I had a knee jerk reaction when I saw this link on MR which was listed as Which country showed the most spending restraint during the financial meltdown?

It showed bailout money as a percent of GDP and that the U.S. was the largest while France was the smallest. The link to it was titled When Sh*t Hit The Fan, France Stuck To Its Ideals While The U.S. And U.K. Became Socialist Monsters.

My knee jerk reaction was duh! The graphic shows nothing. A country like France with larger government spending the either the U.S. or U.K. would be more constrained in being able to spend more. Duh!

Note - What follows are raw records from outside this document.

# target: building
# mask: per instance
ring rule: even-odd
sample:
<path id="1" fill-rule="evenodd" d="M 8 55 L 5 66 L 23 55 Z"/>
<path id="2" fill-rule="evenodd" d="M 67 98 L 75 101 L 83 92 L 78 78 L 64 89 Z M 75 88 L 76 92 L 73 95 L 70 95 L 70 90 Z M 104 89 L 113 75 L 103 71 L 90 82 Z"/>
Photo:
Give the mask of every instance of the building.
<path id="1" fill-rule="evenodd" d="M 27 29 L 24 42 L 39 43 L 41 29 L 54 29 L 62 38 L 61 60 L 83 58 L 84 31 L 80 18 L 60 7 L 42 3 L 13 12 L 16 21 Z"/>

On more careful reflection my reaction is the same. Only this time, a more careful examination resulted.
1. Bailout/stimulus spending really should be as a percent of GDP as already depicted but also government spending should be a percent of GDP and also be depicted and thus a more instructive graphic could be ratio of total government spending (including bailout/stimulus) to GDP.
2. Some googling brought me to the following link which tabulates government spending as a percentage of GDP. France is 7th at 61.1 while U.S. and U.K are 19.9 and 50.0 respectively(ranked at 50th and 37th). So the hypothesis that France is more constrained bears out.
3. More googling lead me to believe that perhaps the numbers above aren't correct. This link has U.S. government spending at 46 percent. Another MR link also has U.S. spending at roughly 40 percent. Calculations using FRED data series FGCEA and GDP is roughly 9 percent (1,200/14,000). The CBO numbers seem to be in accord with #2 however, while here NIPA numbers show it to be around 35%. So perhaps it's all a matter of definition.
4. Which leads back to the graphic which isn't clear at all as to what constitutes stimulus and bailout spending. Do I really believe that Nigeria tracks bailout and stimulus spending separately?